The prophecy, ‘I gave my back to the smiters … and I hid not my face from shame and spitting’ (Isaiah 1:6) was literally fulfilled. From this most dreadful portion of the narrative we learn:—

I. The malignant cruelty of Christ’s enemies.—Pilate unjustly delivered Christ over to be scourged. The Roman scourging was horribly severe. Drops of lead and small sharp-pointed bones were often plaited on the scourges. The rough Roman soldiers smote the Saviour. In the ages of cruelty a prisoner was delivered over to the mockery of the guards, and the mockery with which the duty was fulfilled shows that they spared Christ no infliction. The cruelty of the heart, untouched with the softening influences of Christianity, is indeed unfathomable.
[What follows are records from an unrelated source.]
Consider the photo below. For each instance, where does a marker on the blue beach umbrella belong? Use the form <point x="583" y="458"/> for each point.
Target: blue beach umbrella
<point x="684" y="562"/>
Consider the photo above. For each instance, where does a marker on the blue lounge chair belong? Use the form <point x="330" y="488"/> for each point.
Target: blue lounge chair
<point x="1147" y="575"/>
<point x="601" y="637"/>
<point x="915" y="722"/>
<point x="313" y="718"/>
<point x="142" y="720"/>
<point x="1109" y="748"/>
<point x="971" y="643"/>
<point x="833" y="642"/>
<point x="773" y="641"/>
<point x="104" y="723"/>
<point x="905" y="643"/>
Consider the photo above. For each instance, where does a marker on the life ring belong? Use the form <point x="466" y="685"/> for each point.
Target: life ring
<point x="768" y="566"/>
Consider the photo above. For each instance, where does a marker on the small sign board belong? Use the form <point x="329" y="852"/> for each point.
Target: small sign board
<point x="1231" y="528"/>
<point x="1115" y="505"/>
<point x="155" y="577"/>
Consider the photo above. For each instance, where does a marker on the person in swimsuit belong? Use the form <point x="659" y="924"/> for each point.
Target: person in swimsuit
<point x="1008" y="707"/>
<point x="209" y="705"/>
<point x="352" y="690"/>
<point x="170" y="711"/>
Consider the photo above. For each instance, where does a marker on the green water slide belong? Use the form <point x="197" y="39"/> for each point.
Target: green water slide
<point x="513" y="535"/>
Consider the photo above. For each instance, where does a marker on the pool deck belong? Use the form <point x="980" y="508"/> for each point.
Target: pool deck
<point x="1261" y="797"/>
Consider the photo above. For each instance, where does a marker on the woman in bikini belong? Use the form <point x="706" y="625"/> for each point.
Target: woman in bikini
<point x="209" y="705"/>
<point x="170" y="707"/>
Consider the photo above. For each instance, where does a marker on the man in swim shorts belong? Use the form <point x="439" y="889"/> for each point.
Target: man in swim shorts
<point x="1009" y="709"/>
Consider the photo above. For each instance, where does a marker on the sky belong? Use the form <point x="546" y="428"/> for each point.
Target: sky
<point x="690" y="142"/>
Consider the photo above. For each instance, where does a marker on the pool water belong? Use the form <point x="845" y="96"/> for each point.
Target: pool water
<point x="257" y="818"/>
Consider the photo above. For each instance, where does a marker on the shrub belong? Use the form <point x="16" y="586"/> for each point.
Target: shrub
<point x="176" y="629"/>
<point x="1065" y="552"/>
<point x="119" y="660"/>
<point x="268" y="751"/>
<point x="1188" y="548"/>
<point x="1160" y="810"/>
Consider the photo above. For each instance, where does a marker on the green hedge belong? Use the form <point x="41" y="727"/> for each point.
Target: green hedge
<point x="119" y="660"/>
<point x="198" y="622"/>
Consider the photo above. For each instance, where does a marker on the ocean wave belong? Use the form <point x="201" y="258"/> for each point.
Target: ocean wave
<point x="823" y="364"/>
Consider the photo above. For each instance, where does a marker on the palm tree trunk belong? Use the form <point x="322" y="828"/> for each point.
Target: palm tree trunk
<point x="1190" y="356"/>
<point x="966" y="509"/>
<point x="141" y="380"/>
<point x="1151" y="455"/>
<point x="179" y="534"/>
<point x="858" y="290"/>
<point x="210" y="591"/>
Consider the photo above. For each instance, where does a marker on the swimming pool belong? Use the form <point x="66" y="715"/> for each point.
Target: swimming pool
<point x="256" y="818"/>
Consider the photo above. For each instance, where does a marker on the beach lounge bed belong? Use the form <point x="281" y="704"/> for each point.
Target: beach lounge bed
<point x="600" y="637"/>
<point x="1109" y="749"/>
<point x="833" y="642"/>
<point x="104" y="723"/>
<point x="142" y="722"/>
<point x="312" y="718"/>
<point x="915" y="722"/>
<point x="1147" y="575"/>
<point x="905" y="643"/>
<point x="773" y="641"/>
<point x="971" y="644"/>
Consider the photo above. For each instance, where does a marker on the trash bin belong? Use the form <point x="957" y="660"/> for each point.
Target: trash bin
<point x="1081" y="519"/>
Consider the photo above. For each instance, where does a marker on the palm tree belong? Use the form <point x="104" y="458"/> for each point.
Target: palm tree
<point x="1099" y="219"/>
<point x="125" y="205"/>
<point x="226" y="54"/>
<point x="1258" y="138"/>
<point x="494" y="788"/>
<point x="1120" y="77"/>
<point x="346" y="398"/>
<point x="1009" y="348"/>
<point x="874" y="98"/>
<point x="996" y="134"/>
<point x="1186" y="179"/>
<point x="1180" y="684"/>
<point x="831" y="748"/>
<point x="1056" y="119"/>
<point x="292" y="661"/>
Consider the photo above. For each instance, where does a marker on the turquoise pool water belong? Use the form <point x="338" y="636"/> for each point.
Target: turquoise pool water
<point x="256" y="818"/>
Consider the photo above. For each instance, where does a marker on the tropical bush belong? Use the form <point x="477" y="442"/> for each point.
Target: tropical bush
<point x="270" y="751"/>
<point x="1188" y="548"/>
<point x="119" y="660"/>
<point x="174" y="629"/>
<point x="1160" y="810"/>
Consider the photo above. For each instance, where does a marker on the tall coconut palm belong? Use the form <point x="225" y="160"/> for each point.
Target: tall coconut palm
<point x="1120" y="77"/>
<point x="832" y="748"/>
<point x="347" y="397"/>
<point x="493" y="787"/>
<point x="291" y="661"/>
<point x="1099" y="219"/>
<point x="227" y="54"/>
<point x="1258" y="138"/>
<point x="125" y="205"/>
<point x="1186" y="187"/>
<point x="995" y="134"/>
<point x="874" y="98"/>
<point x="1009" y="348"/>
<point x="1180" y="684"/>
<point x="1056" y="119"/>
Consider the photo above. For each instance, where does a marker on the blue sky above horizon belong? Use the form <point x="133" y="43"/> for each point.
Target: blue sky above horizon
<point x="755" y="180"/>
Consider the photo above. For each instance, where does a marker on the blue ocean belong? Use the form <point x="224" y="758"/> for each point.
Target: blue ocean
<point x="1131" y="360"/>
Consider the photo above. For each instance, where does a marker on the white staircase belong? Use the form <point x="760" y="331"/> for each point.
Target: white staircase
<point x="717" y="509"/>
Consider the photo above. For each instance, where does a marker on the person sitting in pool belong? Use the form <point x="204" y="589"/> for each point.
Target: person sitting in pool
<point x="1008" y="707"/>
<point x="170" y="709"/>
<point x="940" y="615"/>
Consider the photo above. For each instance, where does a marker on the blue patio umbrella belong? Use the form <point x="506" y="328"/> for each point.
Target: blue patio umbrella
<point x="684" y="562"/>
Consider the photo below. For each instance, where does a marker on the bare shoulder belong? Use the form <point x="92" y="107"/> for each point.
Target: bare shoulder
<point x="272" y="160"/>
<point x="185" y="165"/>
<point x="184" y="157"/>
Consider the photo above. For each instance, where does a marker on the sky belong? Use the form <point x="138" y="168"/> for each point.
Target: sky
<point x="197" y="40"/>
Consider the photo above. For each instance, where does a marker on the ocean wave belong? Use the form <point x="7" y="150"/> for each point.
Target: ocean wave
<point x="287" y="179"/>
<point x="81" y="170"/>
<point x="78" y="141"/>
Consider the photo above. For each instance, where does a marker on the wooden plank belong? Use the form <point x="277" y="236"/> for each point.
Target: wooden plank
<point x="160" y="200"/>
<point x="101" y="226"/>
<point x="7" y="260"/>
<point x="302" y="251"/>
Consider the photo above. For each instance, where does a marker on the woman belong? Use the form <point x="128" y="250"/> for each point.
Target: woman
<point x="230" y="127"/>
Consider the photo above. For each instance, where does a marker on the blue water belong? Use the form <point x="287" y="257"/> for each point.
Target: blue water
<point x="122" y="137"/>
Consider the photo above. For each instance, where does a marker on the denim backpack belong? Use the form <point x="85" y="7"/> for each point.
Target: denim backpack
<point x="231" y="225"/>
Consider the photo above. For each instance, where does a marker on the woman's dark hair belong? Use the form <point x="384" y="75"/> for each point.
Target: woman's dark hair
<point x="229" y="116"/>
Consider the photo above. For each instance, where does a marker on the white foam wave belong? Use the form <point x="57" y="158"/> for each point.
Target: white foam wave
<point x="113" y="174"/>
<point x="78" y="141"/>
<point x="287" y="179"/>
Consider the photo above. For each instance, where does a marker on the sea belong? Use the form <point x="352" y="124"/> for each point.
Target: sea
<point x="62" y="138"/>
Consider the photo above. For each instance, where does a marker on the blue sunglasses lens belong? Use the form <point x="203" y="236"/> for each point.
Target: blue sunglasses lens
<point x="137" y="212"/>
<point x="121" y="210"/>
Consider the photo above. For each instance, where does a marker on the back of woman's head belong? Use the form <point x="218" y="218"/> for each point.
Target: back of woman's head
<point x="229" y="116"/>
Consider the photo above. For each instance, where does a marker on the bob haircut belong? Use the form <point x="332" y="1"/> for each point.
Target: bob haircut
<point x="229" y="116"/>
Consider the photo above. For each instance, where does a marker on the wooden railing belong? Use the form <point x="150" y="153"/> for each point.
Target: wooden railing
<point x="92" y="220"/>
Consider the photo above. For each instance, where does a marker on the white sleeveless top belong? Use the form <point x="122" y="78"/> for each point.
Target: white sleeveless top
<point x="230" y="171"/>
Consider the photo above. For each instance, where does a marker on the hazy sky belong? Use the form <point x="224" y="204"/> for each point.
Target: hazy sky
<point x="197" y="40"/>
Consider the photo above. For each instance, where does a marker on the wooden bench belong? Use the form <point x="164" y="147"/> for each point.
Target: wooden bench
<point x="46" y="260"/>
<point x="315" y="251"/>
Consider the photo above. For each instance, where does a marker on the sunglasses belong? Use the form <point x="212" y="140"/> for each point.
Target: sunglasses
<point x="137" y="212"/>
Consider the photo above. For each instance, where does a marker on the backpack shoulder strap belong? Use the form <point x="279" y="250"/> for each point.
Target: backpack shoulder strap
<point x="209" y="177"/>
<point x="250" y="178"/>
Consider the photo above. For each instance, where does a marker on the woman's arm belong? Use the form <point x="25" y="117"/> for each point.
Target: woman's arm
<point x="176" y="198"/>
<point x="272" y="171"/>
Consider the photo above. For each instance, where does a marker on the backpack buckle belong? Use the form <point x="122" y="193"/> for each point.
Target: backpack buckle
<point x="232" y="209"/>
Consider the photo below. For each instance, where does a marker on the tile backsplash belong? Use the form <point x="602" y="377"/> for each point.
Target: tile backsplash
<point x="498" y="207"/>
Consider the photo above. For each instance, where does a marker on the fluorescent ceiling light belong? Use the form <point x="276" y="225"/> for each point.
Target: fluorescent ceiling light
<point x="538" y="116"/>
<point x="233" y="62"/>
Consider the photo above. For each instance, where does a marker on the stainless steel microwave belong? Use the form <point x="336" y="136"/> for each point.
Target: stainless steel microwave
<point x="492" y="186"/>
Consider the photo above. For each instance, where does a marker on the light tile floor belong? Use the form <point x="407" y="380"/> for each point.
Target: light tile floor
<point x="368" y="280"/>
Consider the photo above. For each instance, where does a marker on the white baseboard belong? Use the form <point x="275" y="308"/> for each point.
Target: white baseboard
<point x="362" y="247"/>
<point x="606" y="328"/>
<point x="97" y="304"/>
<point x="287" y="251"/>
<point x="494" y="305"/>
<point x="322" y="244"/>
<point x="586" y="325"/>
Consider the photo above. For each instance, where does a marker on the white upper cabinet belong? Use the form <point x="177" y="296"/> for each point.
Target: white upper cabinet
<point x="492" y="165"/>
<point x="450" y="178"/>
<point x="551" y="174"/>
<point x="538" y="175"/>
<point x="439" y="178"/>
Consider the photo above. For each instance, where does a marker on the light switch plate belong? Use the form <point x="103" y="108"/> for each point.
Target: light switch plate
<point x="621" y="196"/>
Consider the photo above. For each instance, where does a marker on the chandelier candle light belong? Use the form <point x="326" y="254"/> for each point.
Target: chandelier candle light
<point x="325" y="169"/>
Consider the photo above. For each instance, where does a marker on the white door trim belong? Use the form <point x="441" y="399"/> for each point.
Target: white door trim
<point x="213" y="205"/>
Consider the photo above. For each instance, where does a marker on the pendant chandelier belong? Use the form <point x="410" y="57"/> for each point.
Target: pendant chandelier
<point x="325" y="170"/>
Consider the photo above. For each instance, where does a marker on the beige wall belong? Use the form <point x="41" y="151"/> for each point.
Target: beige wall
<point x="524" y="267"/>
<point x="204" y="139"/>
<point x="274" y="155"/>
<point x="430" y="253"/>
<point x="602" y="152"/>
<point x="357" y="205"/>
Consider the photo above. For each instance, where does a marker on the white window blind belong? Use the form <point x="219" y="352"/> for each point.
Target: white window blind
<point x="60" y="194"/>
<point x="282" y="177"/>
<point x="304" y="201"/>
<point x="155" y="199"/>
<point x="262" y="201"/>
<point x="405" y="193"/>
II. The wonderful patience of Christ.—The hands they bound had healed the sick and raised the dead; the lips they smote had calmed the winds and waves. One word and His smiters might have been laid low in death. But as He had begun, and continued, He would end … as self-restrained in the use of His awful powers on His own behalf as if He had been the most helpless of men.… Divine patience and infinite love knew no wearying.

III. His deep humiliation.—Spitting was an expression of the most thorough contempt (Numbers 12:14; Deuteronomy 25:9). Those who were excommunicated were especially open to this expression of contempt. Christ was spit upon by Jews and Gentiles.

IV. Who was He?—Think once more (as we need again and again to be reminded in considering such scenes), who was He? Your God and Lord. And think, too, again of why He endured this smiting and spitting. It was for our salvation.

Illustration

‘In our own day deeds of cruelty are wrought sufficient to make the blood curdle in the veins; but these deeds were once common, and excited but little comment or reprobation. From this scourging of the Son of God we learn what the influence of Christ has been in the world. Such a scene is impossible in Christian England. Why? Because it is permeated with the softening ideas of Christianity. Not civilisation alone, but the doctrines of Christ, have transformed the moral aspect of mankind.’